Amanda and Mike Mertens today
Amanda and Mike Mertens

‘Treat everyone with respect’

Like her father, Amanda seemed to gravitate toward a career in animal health sales because of her upbringing. In college, she briefly majored in psychology at Cal Poly, but by her sophomore year, she realized it wouldn’t be a fit and switched to agricultural business. After graduating college, she worked for about eight months for ADP, then started with Nutramax in May 2018. By 2021, she was named the sales rep of the year for Nutramax.

Her territory spans Monterey County south of San Francisco, all the way north to Eureka. Her responsibilities include ride-days with distributor reps, cold calling to get new products in front of different clinics, and training on products, whether through breakfast meetings or lunch-and-learns with staff.

“Because we have such large territories, we don’t get face-to-face meetings with hospitals as frequently as distributor reps,” Amanda said. “So, I lean on my distributor reps who have those stronger relationships, because they’re in the clinics weekly; I see them maybe every other month. Having them be able to give us a warm welcome or bring us in and be seen with them breaks down the walls of the accounts. With them, I can get more done faster because I don’t have to break down the walls myself.”

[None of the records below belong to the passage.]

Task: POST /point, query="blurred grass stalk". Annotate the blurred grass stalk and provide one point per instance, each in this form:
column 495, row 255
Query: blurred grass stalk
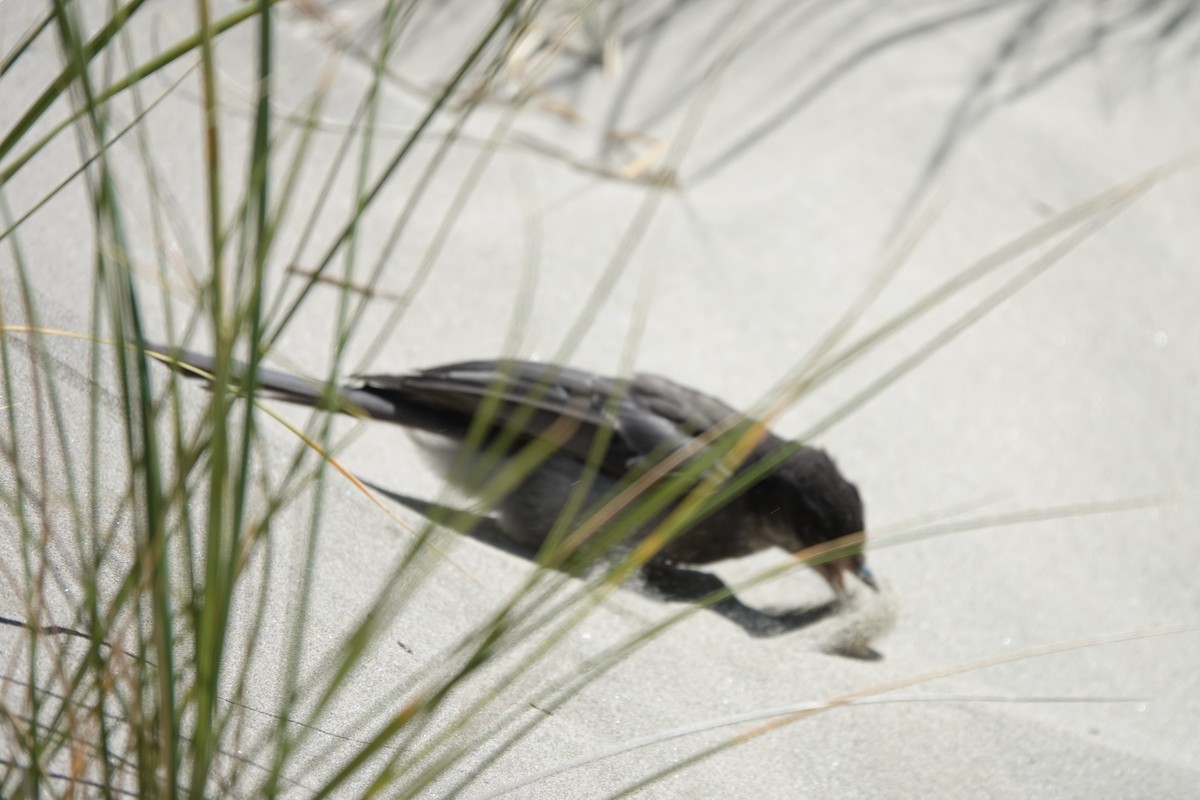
column 167, row 578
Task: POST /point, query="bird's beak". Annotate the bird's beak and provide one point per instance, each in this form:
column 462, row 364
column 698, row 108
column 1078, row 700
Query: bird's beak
column 834, row 572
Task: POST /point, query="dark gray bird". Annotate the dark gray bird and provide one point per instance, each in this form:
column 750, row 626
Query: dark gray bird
column 799, row 503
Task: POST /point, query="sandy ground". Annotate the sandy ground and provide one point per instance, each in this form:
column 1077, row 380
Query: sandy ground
column 835, row 128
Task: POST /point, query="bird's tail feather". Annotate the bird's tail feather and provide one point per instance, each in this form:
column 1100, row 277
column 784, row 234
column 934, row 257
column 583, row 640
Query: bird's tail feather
column 280, row 385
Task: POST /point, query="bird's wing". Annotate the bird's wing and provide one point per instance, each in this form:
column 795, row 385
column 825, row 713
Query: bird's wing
column 648, row 415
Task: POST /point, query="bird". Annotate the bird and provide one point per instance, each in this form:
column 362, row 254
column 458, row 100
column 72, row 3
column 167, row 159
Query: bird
column 604, row 432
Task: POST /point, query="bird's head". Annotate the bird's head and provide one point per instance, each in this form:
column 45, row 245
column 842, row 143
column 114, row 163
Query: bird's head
column 809, row 503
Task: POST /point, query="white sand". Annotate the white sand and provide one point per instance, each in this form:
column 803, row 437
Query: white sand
column 813, row 149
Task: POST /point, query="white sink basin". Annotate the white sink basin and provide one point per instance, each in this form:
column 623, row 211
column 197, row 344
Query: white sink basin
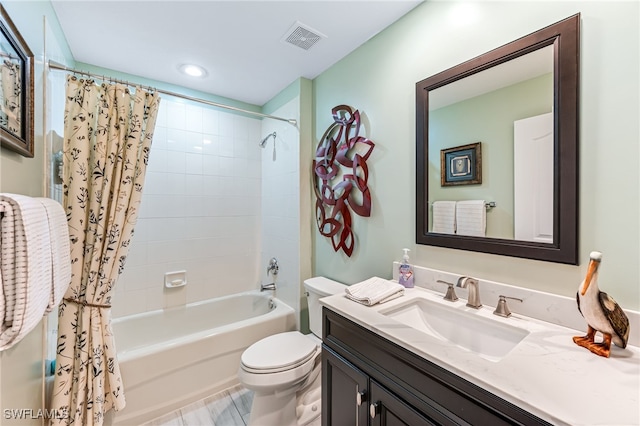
column 489, row 339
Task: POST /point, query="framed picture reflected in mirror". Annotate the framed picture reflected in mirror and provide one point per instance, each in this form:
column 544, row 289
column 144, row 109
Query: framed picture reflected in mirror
column 16, row 89
column 461, row 165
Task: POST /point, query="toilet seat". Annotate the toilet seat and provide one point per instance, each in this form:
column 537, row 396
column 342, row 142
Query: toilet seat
column 278, row 353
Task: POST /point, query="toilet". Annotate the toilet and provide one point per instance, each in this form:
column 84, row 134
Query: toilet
column 283, row 370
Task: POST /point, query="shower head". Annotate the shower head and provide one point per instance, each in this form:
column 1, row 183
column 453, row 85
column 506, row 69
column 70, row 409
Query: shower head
column 263, row 142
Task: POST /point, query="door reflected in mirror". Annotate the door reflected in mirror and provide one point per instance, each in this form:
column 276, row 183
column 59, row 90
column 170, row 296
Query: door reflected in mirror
column 492, row 102
column 520, row 102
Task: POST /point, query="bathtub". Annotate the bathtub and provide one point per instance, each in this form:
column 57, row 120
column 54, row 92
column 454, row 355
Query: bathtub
column 172, row 357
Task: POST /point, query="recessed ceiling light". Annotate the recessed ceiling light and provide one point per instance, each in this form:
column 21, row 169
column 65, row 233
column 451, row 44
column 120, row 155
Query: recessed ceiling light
column 193, row 70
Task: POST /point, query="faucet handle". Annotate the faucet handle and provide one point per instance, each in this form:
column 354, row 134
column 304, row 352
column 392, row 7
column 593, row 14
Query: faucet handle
column 451, row 293
column 273, row 267
column 502, row 309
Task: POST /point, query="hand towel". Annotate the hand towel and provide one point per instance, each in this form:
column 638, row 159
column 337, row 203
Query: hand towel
column 444, row 217
column 374, row 290
column 25, row 261
column 471, row 218
column 60, row 251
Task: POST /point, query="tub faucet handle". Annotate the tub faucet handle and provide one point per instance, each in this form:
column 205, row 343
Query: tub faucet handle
column 272, row 267
column 502, row 309
column 473, row 301
column 270, row 286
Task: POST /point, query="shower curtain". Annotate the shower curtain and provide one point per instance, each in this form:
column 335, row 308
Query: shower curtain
column 107, row 137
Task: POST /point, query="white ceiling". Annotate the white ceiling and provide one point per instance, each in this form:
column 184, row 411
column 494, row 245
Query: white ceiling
column 238, row 42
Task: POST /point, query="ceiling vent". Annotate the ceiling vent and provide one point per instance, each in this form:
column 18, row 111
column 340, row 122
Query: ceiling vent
column 302, row 36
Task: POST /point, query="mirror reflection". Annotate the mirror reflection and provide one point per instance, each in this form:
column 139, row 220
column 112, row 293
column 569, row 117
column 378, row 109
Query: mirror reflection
column 502, row 129
column 10, row 87
column 508, row 109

Like Mike, Amanda can see from her daily interactions that veterinarians are overwhelmed with everything that’s been thrown at them, from staff turnover to completely altering how they operate on a day-to-day basis. “It’s been a challenge trying to help them make changes with a product while they’re already making so many other changes,” she said. “I’ve really had to rely on the relationships that I’ve made in the years before COVID, as well as just persistence, and, seeing them as regularly as I can so that they have that trust and respect, not just as a sales rep but also as a business partner. Sometimes sales reps can be known for turn and burn. They just want to get the sale and walk away. But I think about it from a longevity mindset, which is something I got from my dad.”

Amanda said watching how her father interacted with clients, and the trust he built with them, played a big role in the success that she’s seen as a manufacturer rep. “He always told me that anyone you meet in the clinic could be a future decision maker, whether it’s next week or in a couple of years, so treat everyone with respect. That’s probably the truest advice I’ve ever received from him in the industry. You never really know if a front staff person could be the decision maker the next week. So I’ve taken that to heart.”

Being able to grow up and hear how her father talked about different products and companies gave Amanda a bit of an upper hand coming in from college. “While I didn’t have clinical experience, I did have that experience watching my dad.”

What’s a ride-day like with Amanda and Mike? “It’s fun!” Amanda said. “Some accounts remember me from working with my dad as a kid. My dad has been in the industry for over 30 years, so he obviously talks about my brother and me with his accounts. Some will say ‘I’ve seen pictures of you over the years,’ and others don’t even realize we’re related.”